RYK silencing-modified bone marrow-derived mesenchymal stem cells suppress gastric cancer progression
摘要
Gastric cancer (GC) is a prevalent malignant tumor threatening human health. This study aimed to explore the potential mechanism of receptor-like tyrosine kinase (RYK) silencing-modified bone marrow-derived mesenchymal stem cells (BMSCs) in the progression of GC. BMSCs were transfected with the RYK siRNA and negative controls. Cell co-culture experiments were used to explore the interaction between different BMSCs and human gastric carcinoma cell line NCI-N87. Cancer cell proliferation, cell cycle, apoptosis, colony formative ability, and invasive ability were assessed.

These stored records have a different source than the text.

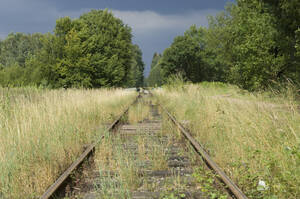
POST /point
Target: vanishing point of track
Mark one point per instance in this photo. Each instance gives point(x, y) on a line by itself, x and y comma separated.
point(178, 164)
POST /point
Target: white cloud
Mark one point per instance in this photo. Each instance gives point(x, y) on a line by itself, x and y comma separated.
point(144, 21)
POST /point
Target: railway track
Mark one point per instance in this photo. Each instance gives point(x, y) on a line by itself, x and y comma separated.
point(139, 160)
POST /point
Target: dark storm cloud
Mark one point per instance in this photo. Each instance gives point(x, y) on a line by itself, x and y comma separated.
point(154, 23)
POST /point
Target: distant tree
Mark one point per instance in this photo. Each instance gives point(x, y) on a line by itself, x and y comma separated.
point(155, 77)
point(92, 51)
point(155, 59)
point(136, 73)
point(186, 56)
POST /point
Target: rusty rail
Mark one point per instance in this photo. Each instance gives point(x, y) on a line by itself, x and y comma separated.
point(59, 182)
point(234, 189)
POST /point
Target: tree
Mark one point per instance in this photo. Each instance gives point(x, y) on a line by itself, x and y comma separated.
point(136, 74)
point(186, 56)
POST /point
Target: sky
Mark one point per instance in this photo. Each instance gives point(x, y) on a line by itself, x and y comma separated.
point(154, 23)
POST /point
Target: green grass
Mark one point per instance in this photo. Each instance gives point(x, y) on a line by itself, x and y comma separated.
point(252, 136)
point(43, 131)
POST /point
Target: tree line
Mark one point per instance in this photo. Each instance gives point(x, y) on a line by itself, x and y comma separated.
point(253, 43)
point(92, 51)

Western blot analysis was performed to determine the protein levels of cyclinA, Bcl-xL, Bcl-2, cleaved caspase 3, cleaved caspase 7, cleaved caspase 9, and cleaved PARP1 in NCI-N87 cells. Compared with NCI-N87 cells, co-culture of si-NC-modified BMSCs with NCI-N87 cells promoted the proliferation, colony formative ability, and invasion of NCI-N87 cells, inhibited the apoptosis of NCI-N87 cells, and reduced the proportion of NCI-N87 cells present in G2/M phase cells. In addition, compared with the si-NC-BMSCs + N87 group, the si-RYK-BMSCs + N87 group inhibited the proliferation, colony formative ability, and invasion of NCI-N87 cells, promoted the apoptosis of NCI-N87 cells, and increased the proportion of G2/M phase cells. Thus, RYK silencing-modified BMSCs can inhibit the proliferation, colony formative ability, and invasion of NCI-N87 cells, while inducing apoptosis and G2/M phase arrest.